Begini Kata Ganjar Soal Formula UMK di Jawa Tengah
Upah Minimum Provinsi Jawa Tengah pada 2018 ditetapkan sebesar Rp 1.486.065.
Editor: Y Gustaman
Laporan Wartawan Tribun Jateng, M Nur Huda
TRIBUNNEWS.COM, SEMARANG - Upah Minimum Provinsi Jawa Tengah pada 2018 ditetapkan sebesar Rp 1.486.065.
Angka tersebut naik Rp 119.065 atau 8,7 persen dibanding UMP pada 2017 sebesar Rp 1.367.000.
Konfederasi Serikat Pekerja Nasional Jateng menilai tak relevan menetapkan kenaikan UMP sebesar 8,7 persen merujuk PP 78 tahun 2015, dan surat edaran Menaker tentang inflasi dan pertumbuhan ekonomi nasional.
“Bisa dikatakan tidak sejalan dengan amanat UUD 1945 dan UU Nomor 13/2003 tentang Ketenagakerjaan.

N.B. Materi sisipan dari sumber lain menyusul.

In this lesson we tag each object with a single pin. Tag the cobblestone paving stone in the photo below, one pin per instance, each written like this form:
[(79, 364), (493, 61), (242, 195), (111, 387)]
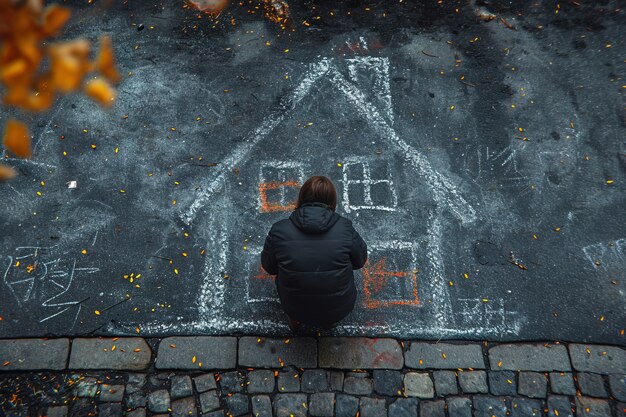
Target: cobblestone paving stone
[(376, 388)]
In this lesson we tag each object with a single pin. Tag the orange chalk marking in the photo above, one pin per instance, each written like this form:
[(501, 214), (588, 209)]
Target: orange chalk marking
[(374, 278), (270, 207)]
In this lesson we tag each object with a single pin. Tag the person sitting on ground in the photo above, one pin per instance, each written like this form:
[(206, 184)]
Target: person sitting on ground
[(313, 253)]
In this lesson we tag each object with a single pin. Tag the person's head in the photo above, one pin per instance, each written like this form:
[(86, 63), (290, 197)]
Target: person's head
[(318, 189)]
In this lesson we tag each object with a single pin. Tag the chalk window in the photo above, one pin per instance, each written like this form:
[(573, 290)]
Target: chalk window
[(279, 183), (367, 186)]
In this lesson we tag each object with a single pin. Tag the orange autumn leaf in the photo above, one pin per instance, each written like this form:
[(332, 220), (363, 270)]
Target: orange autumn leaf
[(100, 91), (106, 60), (54, 18), (6, 173), (17, 139), (69, 62)]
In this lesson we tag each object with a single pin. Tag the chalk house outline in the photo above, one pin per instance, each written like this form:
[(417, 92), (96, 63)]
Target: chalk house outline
[(211, 299)]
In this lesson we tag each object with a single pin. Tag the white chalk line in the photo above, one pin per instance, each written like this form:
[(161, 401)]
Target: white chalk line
[(269, 123), (212, 295), (444, 191)]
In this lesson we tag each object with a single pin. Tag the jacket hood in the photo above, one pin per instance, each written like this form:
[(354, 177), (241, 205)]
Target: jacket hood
[(314, 217)]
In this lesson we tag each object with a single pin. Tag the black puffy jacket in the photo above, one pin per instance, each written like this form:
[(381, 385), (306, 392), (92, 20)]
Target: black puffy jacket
[(313, 253)]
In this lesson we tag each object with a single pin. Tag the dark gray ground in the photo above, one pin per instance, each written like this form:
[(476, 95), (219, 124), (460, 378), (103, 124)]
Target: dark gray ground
[(434, 102)]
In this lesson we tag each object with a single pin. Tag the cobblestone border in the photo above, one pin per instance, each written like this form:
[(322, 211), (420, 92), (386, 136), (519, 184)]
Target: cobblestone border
[(220, 353), (304, 376)]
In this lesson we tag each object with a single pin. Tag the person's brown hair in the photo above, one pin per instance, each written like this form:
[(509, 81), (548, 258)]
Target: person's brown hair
[(318, 189)]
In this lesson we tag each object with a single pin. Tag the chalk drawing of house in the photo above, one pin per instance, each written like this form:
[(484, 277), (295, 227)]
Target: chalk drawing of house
[(396, 199)]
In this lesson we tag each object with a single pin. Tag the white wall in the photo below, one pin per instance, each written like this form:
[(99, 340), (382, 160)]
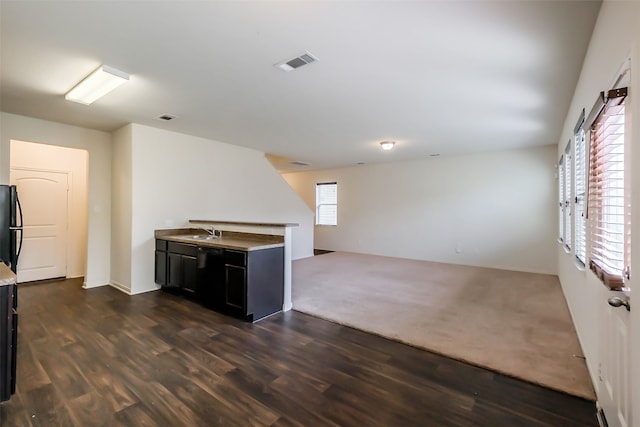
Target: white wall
[(121, 209), (177, 177), (615, 38), (492, 210), (98, 145), (27, 155)]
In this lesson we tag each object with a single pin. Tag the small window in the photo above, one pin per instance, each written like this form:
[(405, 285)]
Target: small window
[(561, 200), (580, 191), (608, 205), (567, 196), (327, 203)]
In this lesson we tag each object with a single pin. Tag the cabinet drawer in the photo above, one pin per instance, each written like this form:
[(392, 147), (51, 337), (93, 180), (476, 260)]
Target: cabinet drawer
[(161, 245), (182, 249), (235, 258)]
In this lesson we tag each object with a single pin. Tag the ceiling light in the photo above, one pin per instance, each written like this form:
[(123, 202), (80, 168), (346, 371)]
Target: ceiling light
[(387, 145), (96, 85)]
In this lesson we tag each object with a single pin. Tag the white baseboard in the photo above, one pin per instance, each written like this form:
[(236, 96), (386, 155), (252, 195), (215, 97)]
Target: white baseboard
[(121, 287)]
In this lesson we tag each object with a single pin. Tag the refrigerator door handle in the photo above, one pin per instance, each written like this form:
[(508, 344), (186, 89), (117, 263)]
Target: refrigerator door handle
[(19, 209), (20, 247)]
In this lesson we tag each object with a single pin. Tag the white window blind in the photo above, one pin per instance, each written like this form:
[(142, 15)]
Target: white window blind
[(561, 199), (580, 192), (327, 203), (567, 196), (608, 209)]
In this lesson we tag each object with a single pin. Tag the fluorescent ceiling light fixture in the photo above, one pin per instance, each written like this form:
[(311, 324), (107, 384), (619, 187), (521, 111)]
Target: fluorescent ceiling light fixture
[(96, 85), (387, 145)]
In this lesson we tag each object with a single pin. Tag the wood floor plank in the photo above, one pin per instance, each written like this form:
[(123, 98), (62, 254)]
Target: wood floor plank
[(99, 357)]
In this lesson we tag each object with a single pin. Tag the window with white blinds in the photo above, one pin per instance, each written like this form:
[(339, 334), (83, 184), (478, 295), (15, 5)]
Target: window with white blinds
[(608, 205), (561, 199), (567, 196), (327, 203), (580, 191)]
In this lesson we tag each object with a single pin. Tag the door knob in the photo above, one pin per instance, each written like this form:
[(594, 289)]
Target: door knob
[(617, 302)]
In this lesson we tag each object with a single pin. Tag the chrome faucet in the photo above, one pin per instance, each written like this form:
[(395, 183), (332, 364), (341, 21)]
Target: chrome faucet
[(212, 231)]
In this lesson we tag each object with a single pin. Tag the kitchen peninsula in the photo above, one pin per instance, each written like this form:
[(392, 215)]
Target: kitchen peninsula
[(237, 268)]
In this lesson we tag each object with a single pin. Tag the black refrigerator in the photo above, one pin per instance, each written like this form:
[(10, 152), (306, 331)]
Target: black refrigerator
[(10, 247)]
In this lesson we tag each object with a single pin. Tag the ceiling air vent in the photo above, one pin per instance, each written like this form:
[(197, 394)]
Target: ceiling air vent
[(297, 62), (166, 117)]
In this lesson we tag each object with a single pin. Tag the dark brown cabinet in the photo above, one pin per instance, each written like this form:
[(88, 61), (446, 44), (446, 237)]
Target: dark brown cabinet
[(176, 268), (254, 282), (245, 284), (161, 262)]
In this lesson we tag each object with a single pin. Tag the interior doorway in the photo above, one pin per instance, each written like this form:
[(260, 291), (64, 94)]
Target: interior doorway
[(55, 242)]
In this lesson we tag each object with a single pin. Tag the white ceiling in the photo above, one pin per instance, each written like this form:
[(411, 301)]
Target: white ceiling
[(438, 77)]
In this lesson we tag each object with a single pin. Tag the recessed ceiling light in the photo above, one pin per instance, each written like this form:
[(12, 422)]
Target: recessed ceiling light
[(387, 145), (96, 85)]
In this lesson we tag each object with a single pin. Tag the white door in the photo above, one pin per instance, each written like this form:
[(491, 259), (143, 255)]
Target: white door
[(614, 394), (43, 196)]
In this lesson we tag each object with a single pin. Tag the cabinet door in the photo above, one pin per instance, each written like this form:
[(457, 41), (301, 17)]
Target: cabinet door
[(236, 289), (174, 270), (189, 274), (161, 268)]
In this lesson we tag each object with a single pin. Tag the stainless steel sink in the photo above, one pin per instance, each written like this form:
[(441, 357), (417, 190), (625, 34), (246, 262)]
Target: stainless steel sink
[(202, 237)]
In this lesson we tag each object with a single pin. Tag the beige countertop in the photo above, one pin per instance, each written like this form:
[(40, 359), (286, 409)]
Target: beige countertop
[(255, 224), (229, 239), (7, 277)]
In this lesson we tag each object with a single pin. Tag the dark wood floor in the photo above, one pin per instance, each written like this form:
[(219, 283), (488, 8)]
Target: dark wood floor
[(101, 358)]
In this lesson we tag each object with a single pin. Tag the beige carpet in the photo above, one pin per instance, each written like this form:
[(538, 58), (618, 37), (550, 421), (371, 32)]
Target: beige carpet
[(514, 323)]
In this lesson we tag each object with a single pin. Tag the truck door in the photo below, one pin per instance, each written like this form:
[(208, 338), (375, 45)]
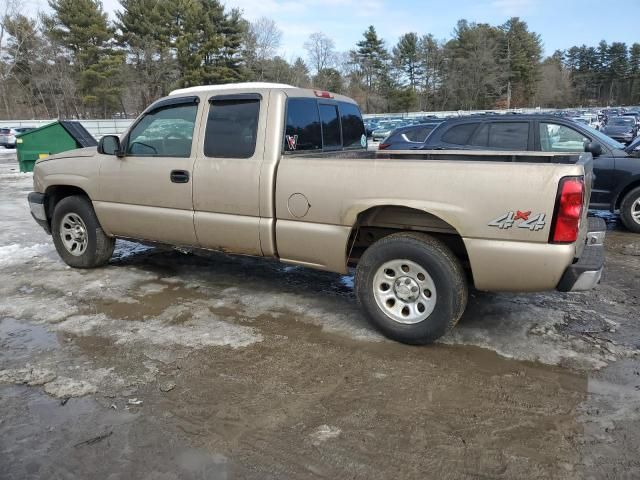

Di mana upah dilaksanakan mestinya untuk pencapaian kebutuhan hidup layak yang mampu menyejahterakan pekerja/buruh,” kata Sekretaris DPW KSPN Jateng, Heru Budi Utoyo, Rabu (1/11/2017).
Terlebih, lanjutnya, di Jateng yang upahnya masih tergolong rendah dan masih jauh dari kebutuhan hidup layak, harusnya ada penyesuaian terlebih dahulu sehingga tidak terjadi ketimpangan dengan provinsi lain.
Namun jika UMP di Jateng sudah ditetapkan dengan besaran kenaikan 8,71 persen dari UMP sebelumnya, maka pihaknya berharap Gubernur Jateng berani menetapkan UMK di 35 Kota/Kabupaten di Jateng sesuai hasil survei Kebutuhan Hidup Layak (KHL).
“Maksudnya, KHL prediksi bulan Desember 2017 di masing-masing daerah, dan ditambah inflasi dan pertumbuhan ekonomi. Sehingga di Jateng ini akan mampu mengejar ketertinggalan tingkat upahnya dengan provinsi lainnya,” kata Heru.
Ia menambahkan, jika saat ini UMP telah ditetapkan, tentu yang paling menentukan adalah UMK.
Maka, KSPN berharap gubernur menyetujui UMK usulan dari kabupaten dan kota nantinya, juga memperhatikan angka prediksi KHL 2017.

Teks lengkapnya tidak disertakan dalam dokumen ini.